Just fielding a team will be enough for a start. Pepperdine is adding golf and swimming to its list of six women’s varsity sports to meet new NCAA standards for Division I status, which require teams in six sports.
Hopps said Pepperdine Athletic Director Wayne Wright expects the first year to be hard. “But a few years down the road, maybe five,” she said, “he wants the team to be able to go to nationals, or for a player to get there.”
Hopps’ most pressing problem will be recruiting. For the 1985-86 season, most four-year colleges have already made their choices. Hopps will pick over their rejects.
“Wayne said they have a girl on the basketball team who is golfing, if it comes to that, but I don’t think it will,” she said.
Ideal Location
Once she gets a chance to recruit in season, Hopps expects few problems attracting top players to Malibu. “As a school, you couldn’t ask for a prettier place to go,” she said. “It’s a place where you can golf year-round, and there’s a ton of courses around to play.”
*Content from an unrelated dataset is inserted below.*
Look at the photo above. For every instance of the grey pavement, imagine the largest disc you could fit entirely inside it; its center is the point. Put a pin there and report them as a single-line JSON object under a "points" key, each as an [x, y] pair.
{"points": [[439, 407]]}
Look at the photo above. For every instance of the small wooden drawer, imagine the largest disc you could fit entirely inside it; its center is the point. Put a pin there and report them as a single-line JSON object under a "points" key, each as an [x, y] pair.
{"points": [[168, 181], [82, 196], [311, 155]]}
At first, she said, it could be somewhat like her career at Cal State Northridge. After the Matadors won the Southern California Conference title in Hopps’ freshman season, they were beset by attrition and struggled for the next three years.
“We started losing players, and that’s when we decided to just have fun,” she said. “We still tried to be competitive, but all the other schools got stronger.”
Community Identification
At Pepperdine, a growing aspect of the athletic program that Hopps will be part of involves community relations. “For three or four years, we’ve been looking to become an honorary member of a community,” said Tim Wilhelm, who as associate athletic director is in charge of the department’s promotion and marketing.
“If we were a peninsula, we’d be the tip. We’re not downtown and we’re not up north by Ventura, but we are just over the hill from the San Fernando Valley.”
Unlike her administrators, Hopps is not concerned with the marketing of her program. In fact, if she is stressed by the demands of her new challenge, she is not letting on.
Hopps does not think the coaching position will alter her daily routine much at all.
“Golf is an individual sport, and if they’re good enough to come out, they probably have a person they take lessons from,” Hopps said. “In golf, you usually stick with one person. It will probably be more watching them practice than any heavy-duty teaching.”
In Good Hands
If it takes more, however, Pepperdine thinks it has the women’s golf program in the right hands. “To start a program, I can’t think of anything better than to hire a club pro,” Wilhelm said.
For Hopps, it’s just another turn in a long association with golf.
“There’s always a shot that brings you back,” she said. “You usually remember the good shots and forget the bad ones.”
Hopps remembers both.
“I don’t know if it’s the ugly shot that went for a hole-in one or the good shot that embedded in the back of the cup but didn’t go in,” she said.